Advertisement

Refugees Risked All for Chance at Better Life

Share
From Associated Press

Whatever the difficulties of the voyage and the hardships of a new life in a foreign land, one Chinese woman who crossed the Pacific in a filthy freighter said she thought it would be a better life.

“Even if the trip was very difficult, if I can find a job here, my suffering will be behind me,” Wen Jinyuen, 22, told the San Francisco Examiner in an interview Christmas Eve at Santa Rita Jail.

“They said life in America is very good--if you find a good job, you can make over $1,000 a month,” said Wen. “And they said there was more freedom here.”

Advertisement

The journey proved worse than difficult: 180 people subsisting for more than six weeks on a diet of rice, noodles and water, living in a hull of a freighter that became coated with human excrement and vomit.

For the last 10 days of the trip, passengers drank diluted sea water. Relief arrived only after the crew radioed for help eight miles off shore from San Francisco late Monday.

“A lot of people began to feel dizzy and were vomiting--all the women were vomiting,” said Wen. “We were just hoping to make it through another day, hoping we would get to America soon.”

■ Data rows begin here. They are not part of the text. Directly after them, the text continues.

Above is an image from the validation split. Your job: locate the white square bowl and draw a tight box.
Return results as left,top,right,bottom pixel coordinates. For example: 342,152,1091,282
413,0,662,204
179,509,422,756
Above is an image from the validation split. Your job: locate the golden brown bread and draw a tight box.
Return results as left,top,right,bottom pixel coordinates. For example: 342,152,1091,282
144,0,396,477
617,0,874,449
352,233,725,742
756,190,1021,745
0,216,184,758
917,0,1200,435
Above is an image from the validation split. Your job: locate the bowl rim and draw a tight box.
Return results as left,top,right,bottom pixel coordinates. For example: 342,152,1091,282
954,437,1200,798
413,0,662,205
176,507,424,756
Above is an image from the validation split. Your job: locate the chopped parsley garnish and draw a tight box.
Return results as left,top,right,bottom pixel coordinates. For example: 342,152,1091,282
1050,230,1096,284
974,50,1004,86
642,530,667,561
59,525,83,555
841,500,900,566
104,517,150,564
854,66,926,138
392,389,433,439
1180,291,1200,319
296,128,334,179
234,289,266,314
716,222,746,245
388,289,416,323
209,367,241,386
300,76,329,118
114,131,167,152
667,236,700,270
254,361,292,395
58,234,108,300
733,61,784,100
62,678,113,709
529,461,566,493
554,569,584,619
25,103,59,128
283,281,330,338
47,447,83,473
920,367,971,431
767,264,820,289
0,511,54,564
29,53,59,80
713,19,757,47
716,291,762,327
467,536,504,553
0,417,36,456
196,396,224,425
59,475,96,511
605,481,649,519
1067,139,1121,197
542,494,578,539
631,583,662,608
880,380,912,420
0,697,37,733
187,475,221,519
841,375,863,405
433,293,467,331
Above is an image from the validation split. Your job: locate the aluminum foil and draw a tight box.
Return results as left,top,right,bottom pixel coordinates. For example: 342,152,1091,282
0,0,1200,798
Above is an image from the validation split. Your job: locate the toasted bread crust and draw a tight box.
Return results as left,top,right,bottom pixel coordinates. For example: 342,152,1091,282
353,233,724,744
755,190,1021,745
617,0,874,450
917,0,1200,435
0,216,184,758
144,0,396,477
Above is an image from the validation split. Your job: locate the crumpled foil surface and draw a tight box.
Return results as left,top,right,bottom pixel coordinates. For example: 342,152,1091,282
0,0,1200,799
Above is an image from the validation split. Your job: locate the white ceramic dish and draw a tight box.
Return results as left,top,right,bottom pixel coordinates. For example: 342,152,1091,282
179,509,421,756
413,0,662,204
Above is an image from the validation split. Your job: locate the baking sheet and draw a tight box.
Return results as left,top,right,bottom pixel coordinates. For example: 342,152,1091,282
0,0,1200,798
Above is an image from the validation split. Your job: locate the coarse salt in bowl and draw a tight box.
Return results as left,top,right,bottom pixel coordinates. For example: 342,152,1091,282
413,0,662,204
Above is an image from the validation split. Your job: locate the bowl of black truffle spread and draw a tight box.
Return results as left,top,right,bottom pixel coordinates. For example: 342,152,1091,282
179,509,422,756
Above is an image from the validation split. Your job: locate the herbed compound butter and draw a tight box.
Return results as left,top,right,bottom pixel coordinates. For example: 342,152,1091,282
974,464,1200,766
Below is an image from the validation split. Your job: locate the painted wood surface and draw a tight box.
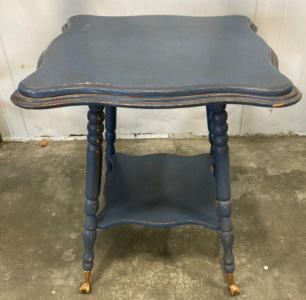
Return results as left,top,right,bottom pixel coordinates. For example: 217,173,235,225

Now, the passengers are in the custody of U.S. Immigration officials, women in Santa Rita Jail in Pleasanton, men in a Kern County facility. Immigration officials said they are the largest group of undocumented immigrants ever to attempt to land in San Francisco.

No longer is the question one of finding a job. It’s whether each of them may remain in the United States.

“I don’t regret making the trip,” Wen said. “If I’m sent back, I will go to jail.

Wen and fellow passenger Wang Yaping, 27, each borrowed $1,000 from loan sharks to make a down payment on passage to the United States. Relatives at home and New York would pay the rest.

Advertisement

Wen was paying 5% interest per month on her loan.

“If I can get a job, I can send money back home to pay off the loan shark. After he’s paid off, I will pay off my uncle in New York.”

Wen said she left China not only for a better life, but because she did not like her nation’s policy of allowing each couple only one child. She and her husband, a factory worker, have a 3-year-old daughter.

Wang worked most of her life of a farm, and left China and her two daughters, ages 4 and 6, without telling her husband.

“He will know I came to America sooner or later,” Wang said.